According to the World Health Organization (WHO), there are currently more than 36 million people infected with the human immunodeficiency virus (HIV) and a further 2.4 million become infected every year. Despite all the medical treatment success against the virus, an efficacious vaccine is of utmost importance.
Researchers from the German Primate Center (DPZ) - Leibniz Institute for Primate Research have, in cooperation with international colleagues, tested a new vaccination strategy against the HIV-related simian immunodeficiency virus (SIV) in rhesus monkeys. For this, the researchers used a vaccine that consisted of two components. The monkeys were immunized subcutaneously, orally and intramuscularly with a time delay and in alternating order. The scientists were able to show that the type of booster vaccine, orally and intramuscularly, as well as the order of the vaccine components, influenced the activation of the immune system. These represent vital factors in the long-term prevention of a SIV infection. Since SIV and HIV mainly replicate in the body's own activated CD4+ T helper cells that are critical for the immune defense, it is crucial that their level remains relatively low even after vaccination. In order to achieve sustained protective immunity against AIDS, a vaccination strategy inducing a balanced immune response without an increase of CD4+ T helper cells must be developed.
There are many reasons for the lack of a vaccine against HIV infection. In contrast to conventional vaccines, the (active) agent against HIV must trigger an immune response strong enough to make sure that no single cell will be infected, otherwise the virus will be permanently integrated into the genome of the cells. This is not necessary with other vaccines since most viruses are not firmly anchored to the genome. For this, a vaccine response more rapid than the spread of the virus and one that can stop damage to the cells is sufficient.
Another hurdle for a vaccine against AIDS is the immune system itself. In order for the body's immune system to trigger an optimal immune response, CD4+ T helper cells are needed. The dilemma for vaccine research is that these cells are also the target cells for an infection with HIV or SIV. In an international cooperation with Italian and Austrian partners, an American research group and German experts from Erlangen, Bochum and Kiel, Ulrike Sauermann and Christiane Stahl-Hennig, scientists from the Unit of Infection Models at the German Primate Center, have tested a vaccination approach that takes these critical factors into account.

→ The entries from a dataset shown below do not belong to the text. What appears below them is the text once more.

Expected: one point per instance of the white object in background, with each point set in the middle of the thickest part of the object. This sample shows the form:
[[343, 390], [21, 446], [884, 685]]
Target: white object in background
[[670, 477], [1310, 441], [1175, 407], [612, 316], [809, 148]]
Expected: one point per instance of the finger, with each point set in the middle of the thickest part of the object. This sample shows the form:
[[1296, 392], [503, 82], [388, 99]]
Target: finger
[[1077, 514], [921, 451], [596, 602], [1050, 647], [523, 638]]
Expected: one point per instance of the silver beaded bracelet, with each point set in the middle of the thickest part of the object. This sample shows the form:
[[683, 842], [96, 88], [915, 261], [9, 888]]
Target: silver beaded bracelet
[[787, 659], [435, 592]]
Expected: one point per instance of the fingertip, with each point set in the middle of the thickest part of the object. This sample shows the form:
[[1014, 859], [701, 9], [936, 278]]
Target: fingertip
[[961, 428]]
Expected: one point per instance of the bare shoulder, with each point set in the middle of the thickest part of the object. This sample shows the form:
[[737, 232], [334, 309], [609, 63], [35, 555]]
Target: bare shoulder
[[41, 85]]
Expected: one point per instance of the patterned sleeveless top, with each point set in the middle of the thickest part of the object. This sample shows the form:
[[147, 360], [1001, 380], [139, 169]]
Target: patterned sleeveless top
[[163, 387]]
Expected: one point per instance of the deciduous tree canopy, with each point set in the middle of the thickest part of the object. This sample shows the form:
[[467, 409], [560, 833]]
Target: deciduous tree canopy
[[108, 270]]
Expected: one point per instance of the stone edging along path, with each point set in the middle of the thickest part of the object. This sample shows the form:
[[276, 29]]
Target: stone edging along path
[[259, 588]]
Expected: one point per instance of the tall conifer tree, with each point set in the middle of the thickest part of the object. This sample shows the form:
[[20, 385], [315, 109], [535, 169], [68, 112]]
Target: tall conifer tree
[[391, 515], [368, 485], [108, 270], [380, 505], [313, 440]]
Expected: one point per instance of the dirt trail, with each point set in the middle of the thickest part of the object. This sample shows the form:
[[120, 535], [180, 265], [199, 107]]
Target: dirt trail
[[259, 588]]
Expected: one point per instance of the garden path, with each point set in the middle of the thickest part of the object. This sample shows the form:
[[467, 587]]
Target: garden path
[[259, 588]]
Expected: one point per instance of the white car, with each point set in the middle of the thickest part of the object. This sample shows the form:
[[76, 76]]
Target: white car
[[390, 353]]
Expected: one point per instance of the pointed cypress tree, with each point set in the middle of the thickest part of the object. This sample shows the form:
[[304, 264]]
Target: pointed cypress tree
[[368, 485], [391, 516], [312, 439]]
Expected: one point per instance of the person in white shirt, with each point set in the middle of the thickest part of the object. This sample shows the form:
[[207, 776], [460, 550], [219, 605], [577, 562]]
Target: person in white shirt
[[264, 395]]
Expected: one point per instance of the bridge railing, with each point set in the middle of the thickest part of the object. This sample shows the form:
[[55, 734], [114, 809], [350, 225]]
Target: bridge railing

The researchers administered a potential vaccine consisting of two components to twelve rhesus monkeys that served as an animal model for the human HIV infection. The administration of a compound vaccine is referred to as a prime-boost vaccination. In the initial step, all monkeys were treated with genetically modified SIV, which infected the host cells but was unable to replicate in the body. This procedure serves as an "initial stimulant" of the immune system (priming). The monkeys were then divided into two groups, where they then received the second vaccination component consisting of two different viral vectors via different routes.
The non-pathogenic vectors serve as gene shuttles to transport components of SIV, such as envelope proteins, into the target cells. This second step increases the immune response (boost). In the first step, six monkeys received an adenovirus gene shuttle, which was administered orally as a spray. In the second step they received an intramuscular injection with a gene shuttle from the fowlpox virus. For the other six monkeys, the scientists reversed the process. In this group, first the fowlpox vector was administered orally, followed by the adenovirus vector as an injection. Following this, the monkeys had weekly intervals of exposure to low doses of SIV, which triggers an AIDS-like disease. This process continued until almost all the monkeys were infected.
"We observed that the virus in all vaccinated animals initially replicated less than in the control group," Sauermann, first author of the study, summarized the results. "This shows that the vaccine induced a protective response in the immunized monkeys. In the second group that was first treated with the fowlpox vector and afterwards with the adenovirus vector, the likelihood of an infection was reduced by about 70 percent, compared to only a 12 percent reduction in the first group. In addition, the CD4+ T helper cells were less activated in the second group. "
The data show that the order and type of administration (oral spray or injection) of the vaccines may affect the activation of the immune system and may have a long lasting effect that affects subsequent immunizations as well as the susceptibility to infection. It is therefore important to find a balance between the T helper cell response and the remaining immune responses. An excessive activation of CD4+ T helper cells can otherwise reverse the protective immune response.
"Results from a former AIDS vaccine study have shown that in a worst case scenario, immunization against HIV could enhance infection," says Christiane Stahl-Hennig, who designed the project in cooperation with former DPZ employee Sieghart Sopper.
"Even though a comparable monkey vaccination strategy previously failed, the study was nevertheless carried out in humans. In order to identify and avoid possible risks that could arise from vaccination against AIDS, it is essential to carefully plan and execute animal experiments in pre-clinical studies. We do believe that we have found an effective component for a compound vaccine. The immunization with SIV components in a fowlpox vector appears to be safe and promising. In the follow-up experiments, our aim is the further improvement of the booster immunization in order to achieve an even higher efficiency and protection rate."